Tuesday, August 9, 2011

Political union can save the euro – but only the right sort


eurozone


Jeremy Warner correctly points to Otmar Issing’s devastating piece in today’s FT, which slams the form of fiscal union towards which the Eurozone is drifting, predicting that it would be likely to lead to the collapse of the EU. Issing says that, although he was an outspoken advocate of the idea that political union should accompany monetary union, it is a mistake to believe that the current crisis can, by forcing a debt union, be a device for political union, bypassing a democratic mandate. He notes the extreme moral hazard created by current arrangements, whereby fiscal incontinence is rewarded and fiscal prudence is punished.


What is intolerable (rightly intolerable) to Germans is the notion that they should fund the spending and borrowing decisions of fiscally irresponsible governments elsewhere in the Eurozone. That cannot stand. No political union built on that premise could be sustained.  As some of us have urged from the start, the real risk of collapse for the euro was never that Greece, Portugal, etc. weren’t bailed out – it was always that they were, and to such an extent that Germany lost faith in the project and withdrew.


No arrangement whereby hard-working Germans, for decades, send their money to be spent by the Berlusconis and Papandreous can work. And the euro cannot survive without transfers over decades. But it does not follow that the euro therefore must collapse. The Germans won’t accept Berlusconis and Papandreous spending their money, but that doesn’t mean they won’t accept anyone doing so. The only body that would be trusted by the Germans to spend money in Italy, and by the Italians to spend money in Italy, is the European Union’s central authorities.

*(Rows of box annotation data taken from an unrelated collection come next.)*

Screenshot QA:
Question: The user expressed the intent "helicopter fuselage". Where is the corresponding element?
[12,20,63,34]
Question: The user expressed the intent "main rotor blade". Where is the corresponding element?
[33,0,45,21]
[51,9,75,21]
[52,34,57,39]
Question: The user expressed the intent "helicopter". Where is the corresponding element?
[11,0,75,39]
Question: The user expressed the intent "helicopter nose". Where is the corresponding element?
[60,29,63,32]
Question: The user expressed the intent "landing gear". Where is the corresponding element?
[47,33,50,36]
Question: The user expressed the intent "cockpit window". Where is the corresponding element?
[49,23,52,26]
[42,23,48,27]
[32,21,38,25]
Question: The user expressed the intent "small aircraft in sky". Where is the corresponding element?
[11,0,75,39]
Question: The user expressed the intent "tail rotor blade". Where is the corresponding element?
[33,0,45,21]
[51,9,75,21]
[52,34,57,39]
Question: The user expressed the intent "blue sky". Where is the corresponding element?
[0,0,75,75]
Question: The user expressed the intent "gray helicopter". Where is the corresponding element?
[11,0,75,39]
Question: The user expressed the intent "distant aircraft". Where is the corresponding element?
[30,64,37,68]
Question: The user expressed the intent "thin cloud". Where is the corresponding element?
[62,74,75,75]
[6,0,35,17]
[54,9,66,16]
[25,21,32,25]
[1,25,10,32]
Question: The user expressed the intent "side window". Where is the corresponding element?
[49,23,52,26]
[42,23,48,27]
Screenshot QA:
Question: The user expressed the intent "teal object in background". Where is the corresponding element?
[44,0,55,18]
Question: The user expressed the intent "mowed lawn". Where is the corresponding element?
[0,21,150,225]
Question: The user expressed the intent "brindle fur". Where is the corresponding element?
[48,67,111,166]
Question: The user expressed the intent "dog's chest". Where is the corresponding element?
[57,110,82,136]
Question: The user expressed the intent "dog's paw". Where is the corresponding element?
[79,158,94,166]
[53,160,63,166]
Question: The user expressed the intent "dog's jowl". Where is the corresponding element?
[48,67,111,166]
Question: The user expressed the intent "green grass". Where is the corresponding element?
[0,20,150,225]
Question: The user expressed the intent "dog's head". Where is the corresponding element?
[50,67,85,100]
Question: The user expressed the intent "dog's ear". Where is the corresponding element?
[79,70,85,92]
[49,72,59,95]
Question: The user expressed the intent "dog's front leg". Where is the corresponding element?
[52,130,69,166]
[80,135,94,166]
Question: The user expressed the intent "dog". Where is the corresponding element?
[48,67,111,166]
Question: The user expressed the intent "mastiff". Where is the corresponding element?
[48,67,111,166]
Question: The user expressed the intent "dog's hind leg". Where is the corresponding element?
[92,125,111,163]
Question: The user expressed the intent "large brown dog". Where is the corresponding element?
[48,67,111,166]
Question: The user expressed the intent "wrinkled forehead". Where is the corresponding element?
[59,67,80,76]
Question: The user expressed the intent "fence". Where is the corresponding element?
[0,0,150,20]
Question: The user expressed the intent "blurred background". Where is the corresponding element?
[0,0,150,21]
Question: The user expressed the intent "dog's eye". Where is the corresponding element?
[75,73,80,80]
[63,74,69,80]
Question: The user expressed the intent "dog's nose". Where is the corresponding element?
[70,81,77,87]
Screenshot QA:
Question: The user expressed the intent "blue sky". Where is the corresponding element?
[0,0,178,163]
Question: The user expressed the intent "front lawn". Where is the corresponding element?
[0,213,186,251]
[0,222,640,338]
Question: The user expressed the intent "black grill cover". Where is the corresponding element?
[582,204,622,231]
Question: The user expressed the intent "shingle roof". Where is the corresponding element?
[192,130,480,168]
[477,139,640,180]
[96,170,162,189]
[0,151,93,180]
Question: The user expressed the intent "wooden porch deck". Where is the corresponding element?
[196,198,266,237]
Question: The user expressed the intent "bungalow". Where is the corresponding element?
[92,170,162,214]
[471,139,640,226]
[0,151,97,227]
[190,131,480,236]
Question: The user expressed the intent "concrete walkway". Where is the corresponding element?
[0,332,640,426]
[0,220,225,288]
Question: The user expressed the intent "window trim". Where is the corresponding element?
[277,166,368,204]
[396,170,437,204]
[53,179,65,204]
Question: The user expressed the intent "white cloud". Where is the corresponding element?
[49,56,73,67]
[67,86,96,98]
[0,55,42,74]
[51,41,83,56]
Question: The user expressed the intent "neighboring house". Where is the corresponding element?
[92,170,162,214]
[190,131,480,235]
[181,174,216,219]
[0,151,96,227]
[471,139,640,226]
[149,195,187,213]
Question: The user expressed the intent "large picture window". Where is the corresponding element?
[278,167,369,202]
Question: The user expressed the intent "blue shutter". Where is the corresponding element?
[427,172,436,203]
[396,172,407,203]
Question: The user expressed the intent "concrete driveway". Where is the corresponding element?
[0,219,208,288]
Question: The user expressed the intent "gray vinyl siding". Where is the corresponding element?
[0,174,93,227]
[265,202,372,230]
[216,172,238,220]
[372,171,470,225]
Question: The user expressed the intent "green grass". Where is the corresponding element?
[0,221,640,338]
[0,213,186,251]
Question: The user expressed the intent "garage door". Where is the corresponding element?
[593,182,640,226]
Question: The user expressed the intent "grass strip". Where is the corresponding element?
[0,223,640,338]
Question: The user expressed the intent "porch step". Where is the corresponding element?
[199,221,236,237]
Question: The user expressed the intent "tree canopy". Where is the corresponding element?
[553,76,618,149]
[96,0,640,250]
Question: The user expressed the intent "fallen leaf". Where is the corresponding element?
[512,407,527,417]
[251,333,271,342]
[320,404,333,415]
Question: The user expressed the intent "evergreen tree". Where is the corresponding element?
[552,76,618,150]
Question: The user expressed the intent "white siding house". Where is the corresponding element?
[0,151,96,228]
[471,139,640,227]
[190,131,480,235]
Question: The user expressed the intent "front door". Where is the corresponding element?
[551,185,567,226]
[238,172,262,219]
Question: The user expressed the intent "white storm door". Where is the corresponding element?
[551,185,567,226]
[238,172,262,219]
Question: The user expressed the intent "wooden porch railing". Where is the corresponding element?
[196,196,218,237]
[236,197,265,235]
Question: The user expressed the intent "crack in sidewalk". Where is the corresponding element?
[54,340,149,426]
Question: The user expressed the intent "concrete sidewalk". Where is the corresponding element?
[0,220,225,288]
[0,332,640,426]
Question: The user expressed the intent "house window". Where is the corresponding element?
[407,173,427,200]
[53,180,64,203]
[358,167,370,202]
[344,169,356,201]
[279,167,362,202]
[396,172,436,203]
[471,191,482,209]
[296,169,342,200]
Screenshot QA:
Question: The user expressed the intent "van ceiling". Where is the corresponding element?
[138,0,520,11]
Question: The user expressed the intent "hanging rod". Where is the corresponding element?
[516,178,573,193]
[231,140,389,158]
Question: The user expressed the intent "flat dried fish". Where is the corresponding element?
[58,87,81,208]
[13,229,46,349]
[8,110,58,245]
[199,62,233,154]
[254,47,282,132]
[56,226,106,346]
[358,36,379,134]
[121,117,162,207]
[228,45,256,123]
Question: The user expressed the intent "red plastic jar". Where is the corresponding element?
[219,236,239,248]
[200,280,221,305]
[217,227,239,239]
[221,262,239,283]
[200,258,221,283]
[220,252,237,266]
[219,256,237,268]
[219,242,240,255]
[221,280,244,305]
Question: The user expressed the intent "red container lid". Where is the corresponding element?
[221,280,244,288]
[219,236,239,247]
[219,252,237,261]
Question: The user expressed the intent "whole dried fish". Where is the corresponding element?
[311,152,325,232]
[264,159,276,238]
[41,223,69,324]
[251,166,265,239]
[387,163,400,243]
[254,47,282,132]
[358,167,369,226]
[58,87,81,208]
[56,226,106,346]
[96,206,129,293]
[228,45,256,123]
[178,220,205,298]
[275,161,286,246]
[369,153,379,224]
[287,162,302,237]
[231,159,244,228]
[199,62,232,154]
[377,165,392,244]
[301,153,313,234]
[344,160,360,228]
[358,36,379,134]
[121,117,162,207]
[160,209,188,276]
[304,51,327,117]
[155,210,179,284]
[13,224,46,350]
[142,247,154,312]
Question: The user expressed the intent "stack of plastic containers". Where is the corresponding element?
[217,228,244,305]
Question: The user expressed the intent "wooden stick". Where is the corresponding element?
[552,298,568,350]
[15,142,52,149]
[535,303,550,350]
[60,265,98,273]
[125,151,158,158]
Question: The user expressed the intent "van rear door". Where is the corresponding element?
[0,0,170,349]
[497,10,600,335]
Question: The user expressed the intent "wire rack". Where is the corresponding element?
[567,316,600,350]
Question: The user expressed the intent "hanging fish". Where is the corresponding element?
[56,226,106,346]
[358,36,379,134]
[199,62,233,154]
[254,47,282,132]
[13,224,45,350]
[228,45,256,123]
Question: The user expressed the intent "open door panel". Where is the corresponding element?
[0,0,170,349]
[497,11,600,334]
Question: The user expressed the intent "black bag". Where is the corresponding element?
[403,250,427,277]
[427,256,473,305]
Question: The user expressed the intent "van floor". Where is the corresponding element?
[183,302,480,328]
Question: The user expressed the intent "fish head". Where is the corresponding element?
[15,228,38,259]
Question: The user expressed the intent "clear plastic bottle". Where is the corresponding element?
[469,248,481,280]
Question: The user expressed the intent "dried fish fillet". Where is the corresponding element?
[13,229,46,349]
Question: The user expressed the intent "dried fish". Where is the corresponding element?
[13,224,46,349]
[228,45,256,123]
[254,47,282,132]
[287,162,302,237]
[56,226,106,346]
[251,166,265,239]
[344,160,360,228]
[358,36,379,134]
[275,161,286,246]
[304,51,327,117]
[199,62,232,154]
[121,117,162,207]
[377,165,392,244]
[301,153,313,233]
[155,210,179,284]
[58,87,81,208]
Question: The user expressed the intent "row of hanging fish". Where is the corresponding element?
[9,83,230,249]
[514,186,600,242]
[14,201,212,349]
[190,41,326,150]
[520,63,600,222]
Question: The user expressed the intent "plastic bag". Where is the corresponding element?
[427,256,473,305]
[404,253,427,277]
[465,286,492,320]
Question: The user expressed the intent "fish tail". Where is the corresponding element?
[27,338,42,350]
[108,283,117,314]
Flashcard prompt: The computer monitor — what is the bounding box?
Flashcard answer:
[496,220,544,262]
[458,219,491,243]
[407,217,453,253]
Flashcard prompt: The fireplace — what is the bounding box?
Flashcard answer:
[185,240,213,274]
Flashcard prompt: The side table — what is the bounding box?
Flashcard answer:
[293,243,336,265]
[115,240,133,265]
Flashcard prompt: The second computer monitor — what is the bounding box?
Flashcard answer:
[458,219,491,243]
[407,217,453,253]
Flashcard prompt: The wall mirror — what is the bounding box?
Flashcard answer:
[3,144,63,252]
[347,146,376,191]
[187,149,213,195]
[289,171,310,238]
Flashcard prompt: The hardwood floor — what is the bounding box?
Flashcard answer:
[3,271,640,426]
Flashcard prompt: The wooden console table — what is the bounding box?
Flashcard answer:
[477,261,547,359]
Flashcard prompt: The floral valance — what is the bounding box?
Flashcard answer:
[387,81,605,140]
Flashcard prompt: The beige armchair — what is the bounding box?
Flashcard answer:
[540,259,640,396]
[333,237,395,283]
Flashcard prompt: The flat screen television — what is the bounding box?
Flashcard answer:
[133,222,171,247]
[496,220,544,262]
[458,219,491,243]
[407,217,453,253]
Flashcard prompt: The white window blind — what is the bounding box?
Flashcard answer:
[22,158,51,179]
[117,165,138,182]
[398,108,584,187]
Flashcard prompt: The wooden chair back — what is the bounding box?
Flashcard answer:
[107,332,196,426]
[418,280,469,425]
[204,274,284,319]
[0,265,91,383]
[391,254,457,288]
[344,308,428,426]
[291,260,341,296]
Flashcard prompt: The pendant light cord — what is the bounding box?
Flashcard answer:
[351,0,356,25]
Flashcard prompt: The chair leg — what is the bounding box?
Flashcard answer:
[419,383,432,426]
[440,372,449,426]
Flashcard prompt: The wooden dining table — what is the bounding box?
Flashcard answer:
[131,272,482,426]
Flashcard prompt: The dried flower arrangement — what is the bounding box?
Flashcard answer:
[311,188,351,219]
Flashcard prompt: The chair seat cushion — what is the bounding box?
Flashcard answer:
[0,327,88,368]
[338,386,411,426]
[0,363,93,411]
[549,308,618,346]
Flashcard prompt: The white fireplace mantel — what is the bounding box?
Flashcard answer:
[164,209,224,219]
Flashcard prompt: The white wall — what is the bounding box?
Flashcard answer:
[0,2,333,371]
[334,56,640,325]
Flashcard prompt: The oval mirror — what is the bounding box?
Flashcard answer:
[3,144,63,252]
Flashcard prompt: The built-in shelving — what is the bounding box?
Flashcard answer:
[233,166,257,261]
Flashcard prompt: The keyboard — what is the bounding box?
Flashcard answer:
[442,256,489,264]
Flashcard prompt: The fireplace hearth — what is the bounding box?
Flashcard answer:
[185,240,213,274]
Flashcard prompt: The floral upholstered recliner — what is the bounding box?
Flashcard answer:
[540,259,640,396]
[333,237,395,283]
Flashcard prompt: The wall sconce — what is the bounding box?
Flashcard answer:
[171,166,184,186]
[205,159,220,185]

Not only can that work, but it seems to me to be part of what is envisaged (albeit with insufficient detail) by the July 21 agreement. The  agreement empowers the EFSF to spend money directly in member states (bailing out their banks), without going via their governments. It envisages an extension of EU structural funds (monies that are allocated centrally), to address longer-term competitiveness issues within the Eurozone. It envisages much stricter central oversight of member mtate national budgets. In his end-of-summit statement, Sarkozy said that he and Merkel will bring forward proposals for new “economic governance” arrangements for the Eurozone later this year.


A transfer union of debt pooling cannot work. The Germans will not accept it – Issing’s position reflects a wider German sentiment but also a fundamentally correct and inescapable analysis. It does not follow that the euro must therefore fail.  The alternative is a Eurozone confederacy, in which transfers are spent from the centre.